L’anthropologue Raphaël Ndiaye a brillamment
souligné les ressemblances mais aussi les différences
entre les cosmogonies chrétienne (« La
Genèse ») et africaines – dogon, bambara et sérère
notamment - toutes ayant de fortes logiques
internes et des potentialités propres. Chaque système
baigne dans sa culture d’origine mais retrouve
aussi, par ses voies propres, un mystère
divin, et une sagesse alliant raison discursive et
raison intuitive, telles que la pensée de Senghor
les articule. Cependant, face aux différences
qu’introduisent les cosmogonies africaines, notamment
sur la conception de la personne humaine
et la vision de l’Au-delà, la question reste
pour les chrétiens africains, marqués par leurs
cultures d’origine, l’exigence d’une théologie
capable de penser certains aspects de ces cosmogonies
dans la fidélité au message évangélique. Il
s’agit dès lors de savoir si, grâce à l’ouverture
offerte par le concile Vatican 2 et au-delà des
seuls aspects liés à la liturgie, l’Eglise africaine
sera à même d’élaborer une théologie africaine
ou si, comme le voulait feu le Cardinal Thiandoum,
elle doit s’en tenir à une réflexion africaine
sur la théologie chrétienne officielle, fortement
marquée de l’avis de certains par la culture
occidentale. Dans cette seconde perspective, il
persisterait une rupture entre la foi professée par
les chrétiens africains, et certaines dimensions de
leurs visions du monde, ainsi que quelques unes
de leurs pratiques culturelles et cultuelles issues
de leurs cultures d’origine, et condamnées jusqu’ici
sans rémission par l’Eglise universelle.
Prenant le relais, le Père François Bousquet, de
l’Institut Catholique de Paris, a évoqué, à la lumière
de Vatican II, la « rencontre » (plutôt que
la relation) de l’Eglise avec les traditions (plutôt
que religions) religieuses africaines. Plutôt que la
double appartenance, c’est la « double fidélité »
qui permet l’inculturation de la foi chrétienne.
L’assemblée spéciale du synode des évêques sur
l’Afrique a permis de reconnaître la matrice religieuse
de la culture africaine et tout ce qu’il y a
en celle-ci d’humanisant. On ne parle désormais
plus de « pierres d’attente » mais, à travers les
influences réciproques et les emprunts aux rituels,
de valeurs inestimables qui permettent, en
reconnaissant que les ancêtres sont associés au
Christ, d’envisager un véritable « salut cosmique
». Il ne s’agit pas là de syncrétisme mais de
reconnaître enfin que la puissance de Dieu associe
la verticale (transcendance) avec l’horizontale
(solidarité). La matrice africaine permet le dialogue
aussi bien avec le Christianisme qu’avec l’Islam
(religions transculturelles). L’Africain n’a
plus besoin de se renier, bien au contraire, pour
accéder à la notion d’« Eglise famille », qui dépasse
le sang et l’ethnie.

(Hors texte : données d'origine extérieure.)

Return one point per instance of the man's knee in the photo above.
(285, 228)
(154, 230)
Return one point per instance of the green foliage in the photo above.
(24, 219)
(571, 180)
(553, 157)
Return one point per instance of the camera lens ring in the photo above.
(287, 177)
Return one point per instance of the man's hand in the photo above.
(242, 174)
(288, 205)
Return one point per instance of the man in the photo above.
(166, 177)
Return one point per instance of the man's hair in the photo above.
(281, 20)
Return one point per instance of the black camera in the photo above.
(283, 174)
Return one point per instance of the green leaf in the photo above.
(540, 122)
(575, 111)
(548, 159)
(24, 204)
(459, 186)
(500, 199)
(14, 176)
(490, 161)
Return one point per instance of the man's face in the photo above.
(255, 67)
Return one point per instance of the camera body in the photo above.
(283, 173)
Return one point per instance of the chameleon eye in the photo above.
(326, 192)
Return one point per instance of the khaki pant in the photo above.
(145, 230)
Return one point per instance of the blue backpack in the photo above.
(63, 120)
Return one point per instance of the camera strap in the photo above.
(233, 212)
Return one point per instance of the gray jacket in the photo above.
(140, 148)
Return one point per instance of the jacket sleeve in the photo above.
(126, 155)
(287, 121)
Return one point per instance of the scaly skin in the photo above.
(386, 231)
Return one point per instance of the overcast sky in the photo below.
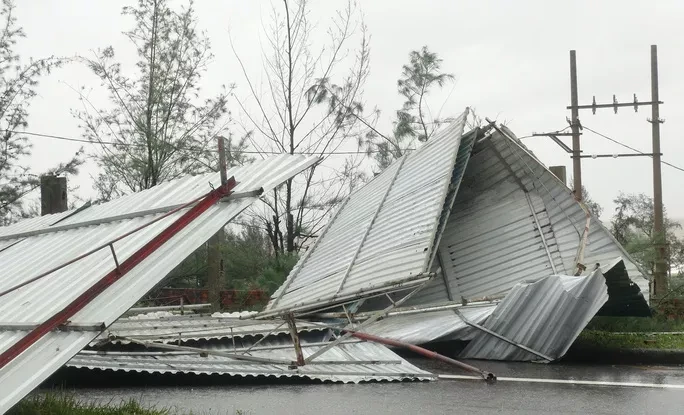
(510, 60)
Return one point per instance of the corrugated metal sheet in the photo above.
(421, 328)
(385, 366)
(382, 234)
(513, 220)
(546, 316)
(36, 302)
(174, 328)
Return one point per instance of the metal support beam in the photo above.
(574, 124)
(378, 315)
(298, 267)
(541, 232)
(295, 338)
(82, 300)
(109, 219)
(660, 275)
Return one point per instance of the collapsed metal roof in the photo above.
(352, 361)
(483, 217)
(91, 293)
(383, 236)
(169, 328)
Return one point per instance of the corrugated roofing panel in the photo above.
(385, 366)
(425, 327)
(513, 220)
(36, 302)
(546, 316)
(382, 234)
(174, 328)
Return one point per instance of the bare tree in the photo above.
(18, 82)
(157, 128)
(414, 120)
(304, 110)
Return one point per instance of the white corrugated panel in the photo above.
(174, 328)
(38, 301)
(385, 366)
(420, 328)
(546, 316)
(493, 240)
(382, 234)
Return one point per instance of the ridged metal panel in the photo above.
(491, 241)
(396, 247)
(546, 316)
(426, 327)
(387, 365)
(37, 301)
(174, 328)
(567, 217)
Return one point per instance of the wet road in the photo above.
(441, 397)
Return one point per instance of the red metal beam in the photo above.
(129, 264)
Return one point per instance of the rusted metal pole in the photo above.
(660, 275)
(488, 376)
(295, 338)
(576, 148)
(215, 277)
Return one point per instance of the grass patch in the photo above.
(612, 340)
(60, 404)
(635, 324)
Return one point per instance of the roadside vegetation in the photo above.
(65, 404)
(62, 404)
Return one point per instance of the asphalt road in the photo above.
(440, 397)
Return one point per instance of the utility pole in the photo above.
(659, 287)
(660, 275)
(574, 124)
(53, 194)
(214, 258)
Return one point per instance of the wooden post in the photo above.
(215, 275)
(53, 194)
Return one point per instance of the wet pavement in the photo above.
(440, 397)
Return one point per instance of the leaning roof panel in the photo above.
(39, 248)
(381, 236)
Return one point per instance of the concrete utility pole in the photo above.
(215, 269)
(574, 124)
(660, 276)
(53, 194)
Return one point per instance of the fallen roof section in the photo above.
(353, 361)
(89, 293)
(170, 328)
(545, 316)
(383, 236)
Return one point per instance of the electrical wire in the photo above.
(111, 143)
(629, 147)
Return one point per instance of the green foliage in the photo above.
(161, 128)
(18, 82)
(414, 120)
(312, 104)
(62, 404)
(608, 340)
(633, 227)
(635, 324)
(248, 259)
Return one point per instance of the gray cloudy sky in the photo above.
(510, 59)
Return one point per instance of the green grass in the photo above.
(61, 404)
(612, 340)
(64, 404)
(635, 324)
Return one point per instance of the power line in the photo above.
(629, 147)
(111, 143)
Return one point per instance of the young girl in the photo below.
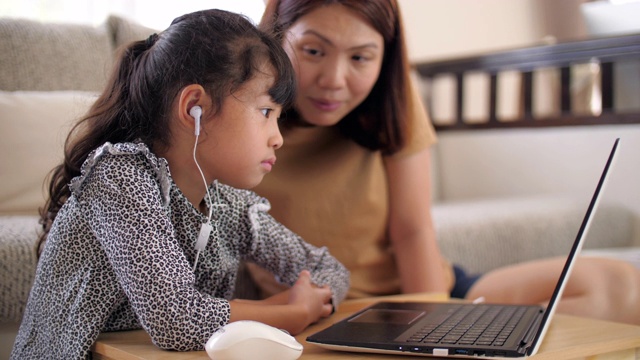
(136, 237)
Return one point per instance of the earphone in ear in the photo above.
(196, 113)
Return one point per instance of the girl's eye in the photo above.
(266, 112)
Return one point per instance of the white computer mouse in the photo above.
(246, 339)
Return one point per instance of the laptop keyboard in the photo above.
(472, 325)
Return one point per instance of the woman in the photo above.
(354, 175)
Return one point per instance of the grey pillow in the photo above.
(53, 56)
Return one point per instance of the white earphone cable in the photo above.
(206, 228)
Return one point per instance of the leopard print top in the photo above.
(120, 256)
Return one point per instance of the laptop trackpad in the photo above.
(387, 316)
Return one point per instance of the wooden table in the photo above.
(569, 337)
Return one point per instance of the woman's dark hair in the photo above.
(216, 49)
(380, 121)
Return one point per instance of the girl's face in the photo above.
(241, 139)
(337, 56)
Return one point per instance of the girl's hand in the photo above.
(292, 310)
(314, 301)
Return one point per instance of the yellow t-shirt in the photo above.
(334, 193)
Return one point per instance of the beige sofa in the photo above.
(49, 75)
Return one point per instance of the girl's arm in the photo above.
(410, 225)
(285, 254)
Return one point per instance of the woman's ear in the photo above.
(190, 97)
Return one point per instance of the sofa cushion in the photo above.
(482, 235)
(33, 127)
(18, 261)
(53, 56)
(124, 31)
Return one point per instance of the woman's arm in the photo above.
(410, 225)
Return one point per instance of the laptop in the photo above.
(457, 330)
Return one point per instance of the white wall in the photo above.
(444, 28)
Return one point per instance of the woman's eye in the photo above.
(312, 51)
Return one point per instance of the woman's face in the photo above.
(337, 57)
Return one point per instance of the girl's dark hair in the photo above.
(380, 121)
(216, 49)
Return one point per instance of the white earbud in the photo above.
(196, 113)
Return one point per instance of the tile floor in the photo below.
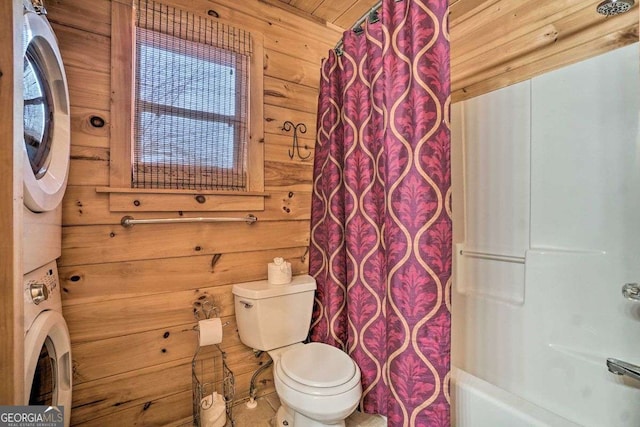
(264, 415)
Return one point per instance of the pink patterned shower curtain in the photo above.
(381, 222)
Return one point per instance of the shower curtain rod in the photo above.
(372, 12)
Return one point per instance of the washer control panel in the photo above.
(41, 291)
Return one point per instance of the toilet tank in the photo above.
(272, 316)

Mais l’on commence à
peine à comprendre la signification de la rencontre
entre le Christ et l’Afrique.
Le Professeur Abdoulaye Elimane Kane, pour sa
part, a exploré le soubassement animiste de l’Islam
africain. La vie quotidienne africaine offre,
selon lui, mille exemples d’assimilation de l’Islam.
En rencontrant l’espace « morcelé » de l’Afrique,
l’espace « homogène » de l’Islam rejoint
une « vie » constitutive de l’humaine condition
mais aussi sens ultime de toute religion. Ce sens
de la vie, qui s’exprime en Afrique dans tous les
rituels (aumônes, offrandes, sacrifices…), vise à
l’équilibre du monde sur le plan social mais également
éthique. Il n’y a pas là d’orientation
contemplative, mais « un art de vivre » et une
« esthétique » qui concilient, dans la solidarité, le
« soi » et le groupe. Les confréries maraboutiques
ont su, à côté du modèle orthodoxe, édifier un
modèle imprégné de sensibilité proprement africaine.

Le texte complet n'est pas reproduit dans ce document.